Am Dienstag, den 06.05.2014 trafen wir uns früh um 8 Uhr am Bahnhof. Von dort aus ging es erstmal nach München, wo wir unseren Tag mit dem Besuch des Lenbachhaus verbrachten. Vorallem die Werke von Franz Marc schauten wir uns genauer an und analysierten ‚Das Blaue Pferd I‘. Nach dem Besuch im Museum hatten wir Zeit München auf eigene Faust zu erkunden. In Kleingruppen ging es auf in das Stadtgetummel. Für uns war klar, was wir als erstes zu tun hatten, wir suchten erstmal ein paar Geocaches. Am Abend traf sich unsere Klasse wieder zu einem gemütlichen Essen beim Italiener, danach ging es gemeinsam in den Englischen Garten. Schließlich mussten wir noch die Zeit bis 22:00 Uhr tot schlagen, bis endlich unser Nachtzug(!) nach Amsterdam abfährt.

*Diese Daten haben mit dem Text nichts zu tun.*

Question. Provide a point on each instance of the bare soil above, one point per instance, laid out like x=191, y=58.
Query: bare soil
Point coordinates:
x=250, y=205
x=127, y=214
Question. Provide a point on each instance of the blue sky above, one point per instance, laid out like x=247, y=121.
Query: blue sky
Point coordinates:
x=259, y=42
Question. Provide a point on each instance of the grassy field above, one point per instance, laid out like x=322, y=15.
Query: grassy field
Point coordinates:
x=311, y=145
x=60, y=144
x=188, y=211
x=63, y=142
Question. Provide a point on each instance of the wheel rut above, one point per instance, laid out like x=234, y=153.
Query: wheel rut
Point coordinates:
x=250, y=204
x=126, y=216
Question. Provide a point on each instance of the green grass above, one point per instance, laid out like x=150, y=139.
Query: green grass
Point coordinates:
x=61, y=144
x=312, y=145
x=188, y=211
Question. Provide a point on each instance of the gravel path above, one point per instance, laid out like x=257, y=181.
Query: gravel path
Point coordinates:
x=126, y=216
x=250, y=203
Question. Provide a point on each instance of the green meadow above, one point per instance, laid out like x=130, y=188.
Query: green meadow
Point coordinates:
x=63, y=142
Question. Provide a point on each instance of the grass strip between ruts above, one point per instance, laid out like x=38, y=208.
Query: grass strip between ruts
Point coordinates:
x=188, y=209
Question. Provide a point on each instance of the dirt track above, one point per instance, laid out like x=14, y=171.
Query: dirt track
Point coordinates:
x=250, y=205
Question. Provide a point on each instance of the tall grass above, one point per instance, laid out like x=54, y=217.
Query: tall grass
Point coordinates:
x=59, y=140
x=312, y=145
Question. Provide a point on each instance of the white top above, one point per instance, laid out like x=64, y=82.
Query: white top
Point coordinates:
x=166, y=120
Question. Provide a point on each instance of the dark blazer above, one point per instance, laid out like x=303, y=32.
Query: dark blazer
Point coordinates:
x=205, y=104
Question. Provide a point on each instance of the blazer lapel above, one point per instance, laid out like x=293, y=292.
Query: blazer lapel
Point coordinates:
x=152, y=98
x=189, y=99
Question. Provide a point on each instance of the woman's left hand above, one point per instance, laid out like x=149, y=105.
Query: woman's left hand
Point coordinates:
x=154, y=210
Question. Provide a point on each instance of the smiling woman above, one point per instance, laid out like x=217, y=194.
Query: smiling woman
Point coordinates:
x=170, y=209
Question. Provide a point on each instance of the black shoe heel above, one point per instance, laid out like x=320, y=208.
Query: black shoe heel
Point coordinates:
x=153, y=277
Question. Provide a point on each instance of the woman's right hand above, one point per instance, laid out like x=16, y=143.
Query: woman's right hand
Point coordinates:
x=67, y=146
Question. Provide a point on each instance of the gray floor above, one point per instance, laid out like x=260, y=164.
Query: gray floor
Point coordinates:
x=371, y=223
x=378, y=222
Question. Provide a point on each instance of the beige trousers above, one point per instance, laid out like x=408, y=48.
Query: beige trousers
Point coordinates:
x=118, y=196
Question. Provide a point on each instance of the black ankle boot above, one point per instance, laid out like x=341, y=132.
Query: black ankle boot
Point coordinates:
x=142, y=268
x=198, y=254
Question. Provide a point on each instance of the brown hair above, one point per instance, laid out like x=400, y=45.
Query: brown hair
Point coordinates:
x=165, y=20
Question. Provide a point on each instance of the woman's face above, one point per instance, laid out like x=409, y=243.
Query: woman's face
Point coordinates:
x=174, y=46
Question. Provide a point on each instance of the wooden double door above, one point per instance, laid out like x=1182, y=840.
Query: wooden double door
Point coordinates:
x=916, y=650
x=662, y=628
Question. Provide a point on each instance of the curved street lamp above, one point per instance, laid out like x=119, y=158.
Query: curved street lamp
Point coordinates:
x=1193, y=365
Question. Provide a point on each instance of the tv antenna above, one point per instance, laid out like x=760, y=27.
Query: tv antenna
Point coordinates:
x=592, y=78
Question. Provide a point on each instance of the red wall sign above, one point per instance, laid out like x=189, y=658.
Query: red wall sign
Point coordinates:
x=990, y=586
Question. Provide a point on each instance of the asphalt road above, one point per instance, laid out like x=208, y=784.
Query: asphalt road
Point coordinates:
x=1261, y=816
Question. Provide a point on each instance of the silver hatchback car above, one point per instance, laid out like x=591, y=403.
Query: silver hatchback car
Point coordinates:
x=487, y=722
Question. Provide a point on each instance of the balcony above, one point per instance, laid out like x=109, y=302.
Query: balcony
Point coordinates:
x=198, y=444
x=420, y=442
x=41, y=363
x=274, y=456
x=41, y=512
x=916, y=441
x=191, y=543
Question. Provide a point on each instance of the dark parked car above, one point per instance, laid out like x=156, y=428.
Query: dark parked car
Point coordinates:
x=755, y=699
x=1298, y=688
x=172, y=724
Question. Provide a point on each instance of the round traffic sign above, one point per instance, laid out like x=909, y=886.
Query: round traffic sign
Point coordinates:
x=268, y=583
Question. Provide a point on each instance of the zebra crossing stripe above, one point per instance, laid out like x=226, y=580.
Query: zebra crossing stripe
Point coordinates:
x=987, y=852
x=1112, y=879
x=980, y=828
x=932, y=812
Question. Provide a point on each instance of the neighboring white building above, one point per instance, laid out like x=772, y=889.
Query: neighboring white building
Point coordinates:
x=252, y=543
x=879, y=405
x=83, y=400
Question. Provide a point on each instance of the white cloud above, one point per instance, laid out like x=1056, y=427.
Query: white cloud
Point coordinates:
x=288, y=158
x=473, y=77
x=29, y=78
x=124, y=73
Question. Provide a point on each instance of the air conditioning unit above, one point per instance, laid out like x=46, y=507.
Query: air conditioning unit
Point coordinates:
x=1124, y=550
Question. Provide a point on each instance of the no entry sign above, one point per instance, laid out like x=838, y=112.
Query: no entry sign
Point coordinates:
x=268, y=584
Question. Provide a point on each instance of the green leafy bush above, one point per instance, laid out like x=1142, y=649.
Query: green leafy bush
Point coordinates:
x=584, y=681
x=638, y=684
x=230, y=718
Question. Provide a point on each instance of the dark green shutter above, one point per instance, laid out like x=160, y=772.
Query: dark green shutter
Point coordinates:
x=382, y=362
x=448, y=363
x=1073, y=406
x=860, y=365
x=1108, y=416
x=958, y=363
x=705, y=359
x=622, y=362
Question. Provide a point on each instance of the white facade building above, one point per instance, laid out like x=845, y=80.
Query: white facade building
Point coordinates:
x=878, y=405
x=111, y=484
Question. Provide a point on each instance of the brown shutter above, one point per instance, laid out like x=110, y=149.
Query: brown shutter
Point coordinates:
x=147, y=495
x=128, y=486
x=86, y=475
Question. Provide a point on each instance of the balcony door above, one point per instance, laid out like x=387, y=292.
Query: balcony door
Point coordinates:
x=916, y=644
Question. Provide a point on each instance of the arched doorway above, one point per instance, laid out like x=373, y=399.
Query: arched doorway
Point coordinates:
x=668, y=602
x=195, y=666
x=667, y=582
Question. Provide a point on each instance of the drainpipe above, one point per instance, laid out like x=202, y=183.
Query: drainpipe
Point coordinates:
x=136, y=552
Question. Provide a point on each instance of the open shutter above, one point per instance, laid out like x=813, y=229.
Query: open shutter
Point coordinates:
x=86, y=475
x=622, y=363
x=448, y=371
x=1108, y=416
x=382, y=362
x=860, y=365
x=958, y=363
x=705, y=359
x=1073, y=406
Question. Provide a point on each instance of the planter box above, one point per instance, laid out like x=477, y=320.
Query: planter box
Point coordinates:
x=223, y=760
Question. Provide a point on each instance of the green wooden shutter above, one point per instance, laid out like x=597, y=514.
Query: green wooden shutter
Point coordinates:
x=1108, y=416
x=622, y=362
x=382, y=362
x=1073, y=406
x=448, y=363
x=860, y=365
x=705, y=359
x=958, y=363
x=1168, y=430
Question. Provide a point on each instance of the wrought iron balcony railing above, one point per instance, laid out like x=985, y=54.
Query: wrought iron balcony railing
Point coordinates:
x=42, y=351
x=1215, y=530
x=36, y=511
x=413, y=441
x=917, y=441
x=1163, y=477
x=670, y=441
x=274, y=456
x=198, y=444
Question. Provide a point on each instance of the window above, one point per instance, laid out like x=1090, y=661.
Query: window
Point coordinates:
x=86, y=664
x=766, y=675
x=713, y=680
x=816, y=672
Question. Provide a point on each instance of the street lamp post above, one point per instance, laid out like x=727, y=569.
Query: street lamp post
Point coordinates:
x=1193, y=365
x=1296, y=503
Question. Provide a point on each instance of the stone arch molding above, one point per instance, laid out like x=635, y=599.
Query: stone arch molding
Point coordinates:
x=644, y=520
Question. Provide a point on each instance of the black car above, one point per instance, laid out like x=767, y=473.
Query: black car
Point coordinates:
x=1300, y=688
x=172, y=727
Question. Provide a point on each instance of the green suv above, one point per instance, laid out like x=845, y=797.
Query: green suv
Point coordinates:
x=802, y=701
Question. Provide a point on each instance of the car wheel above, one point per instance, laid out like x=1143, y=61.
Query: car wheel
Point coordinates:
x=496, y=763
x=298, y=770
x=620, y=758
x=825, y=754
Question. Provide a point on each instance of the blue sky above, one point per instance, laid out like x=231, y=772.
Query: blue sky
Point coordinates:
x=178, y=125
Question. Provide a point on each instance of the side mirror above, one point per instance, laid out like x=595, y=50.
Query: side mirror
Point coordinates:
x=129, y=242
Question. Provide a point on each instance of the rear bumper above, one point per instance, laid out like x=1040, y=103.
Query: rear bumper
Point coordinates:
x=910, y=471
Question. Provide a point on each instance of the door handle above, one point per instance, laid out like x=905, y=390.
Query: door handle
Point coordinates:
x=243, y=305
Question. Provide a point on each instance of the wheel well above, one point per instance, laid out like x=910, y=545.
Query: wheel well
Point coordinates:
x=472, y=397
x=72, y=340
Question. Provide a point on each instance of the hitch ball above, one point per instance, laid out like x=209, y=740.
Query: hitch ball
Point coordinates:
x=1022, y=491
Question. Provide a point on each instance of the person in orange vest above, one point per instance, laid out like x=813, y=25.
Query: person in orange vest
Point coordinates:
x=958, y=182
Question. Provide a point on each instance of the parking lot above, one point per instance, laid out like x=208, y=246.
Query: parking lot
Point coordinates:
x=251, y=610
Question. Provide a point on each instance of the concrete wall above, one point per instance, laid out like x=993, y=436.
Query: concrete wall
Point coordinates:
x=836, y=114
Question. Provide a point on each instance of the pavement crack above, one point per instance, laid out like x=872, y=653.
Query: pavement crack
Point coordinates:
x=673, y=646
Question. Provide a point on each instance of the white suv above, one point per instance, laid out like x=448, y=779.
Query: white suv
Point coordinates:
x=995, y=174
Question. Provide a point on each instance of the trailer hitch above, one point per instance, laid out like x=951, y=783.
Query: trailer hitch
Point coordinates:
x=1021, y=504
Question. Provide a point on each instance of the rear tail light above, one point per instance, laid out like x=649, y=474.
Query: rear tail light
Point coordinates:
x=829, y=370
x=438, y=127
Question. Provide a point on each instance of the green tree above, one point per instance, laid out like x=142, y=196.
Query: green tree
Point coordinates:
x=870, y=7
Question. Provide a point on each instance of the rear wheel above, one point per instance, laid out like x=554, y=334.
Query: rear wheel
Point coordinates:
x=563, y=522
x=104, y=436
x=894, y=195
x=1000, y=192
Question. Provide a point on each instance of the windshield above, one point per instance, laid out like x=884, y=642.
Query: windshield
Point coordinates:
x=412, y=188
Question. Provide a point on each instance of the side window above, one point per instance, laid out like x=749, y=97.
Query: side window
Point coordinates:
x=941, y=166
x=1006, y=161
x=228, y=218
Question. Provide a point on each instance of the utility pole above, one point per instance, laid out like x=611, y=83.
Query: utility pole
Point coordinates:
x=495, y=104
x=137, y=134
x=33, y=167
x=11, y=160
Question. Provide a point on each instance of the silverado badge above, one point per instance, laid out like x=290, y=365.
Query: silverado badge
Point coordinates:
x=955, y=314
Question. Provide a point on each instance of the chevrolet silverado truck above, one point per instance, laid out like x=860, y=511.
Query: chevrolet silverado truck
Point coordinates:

22:30 Uhr. Alle Studierenden warteten auf den Nachtzug. Wir hatten ja keine Ahnung, auf was wir uns da eingelassen hatten! Die winzigen 6-er Abteile im Nachtzug waren schnell aufgeteilt. Da immer nur zwei in dem winzigen Gang in unserem Abteil stehen konnten, verschanzten sich die Restlichen in ihren Betten. In die oberen Schlafkojen kam man nur über eine kleine Leiter, die am Ende des Minigangs befestigt war. Die Koffer verstauten wir unter dem untersten Bett. So gut es eben ging, richteten wir unser Nachtquartier ein. Um 22:50 Uhr setzte sich der Zug dann endlich in Bewegung. Zumindest für einige Meter, da gleich nach der Losfahrt ein Bremstest gemacht wurde. Zum Glück sind wir bei der Wucht nicht aus den Betten gefallen. Mehr schlecht als recht schliefen wir irgendwann nach Mitternacht ein. Doch die Zuggeräusche, einsteigende Personen und Laute aus den Nachbarkabinen trugen nicht gerade für einen angenehmen Schlaf bei. Ich konnte sehr schlecht schlafen und wachte immer wieder auf, so stieg ich nachts aus meinem Bett aus der 2. Etage aus um mir die Füße zu vertreten. Das Wiederhochklettern zu meinem Schlafplatz gestaltete sich aber abenteuerlicher als gedacht. Die Leiter zu den Betten ist nämlich nur eingehängt, so sorgte ich mitten in der Nacht für eine lustige Einlage für meine halbschläfrigen Abteilgenossen, wie ich in Zeitlupe und das Metall festumklammernd mit der Leiter nach hinten fiel.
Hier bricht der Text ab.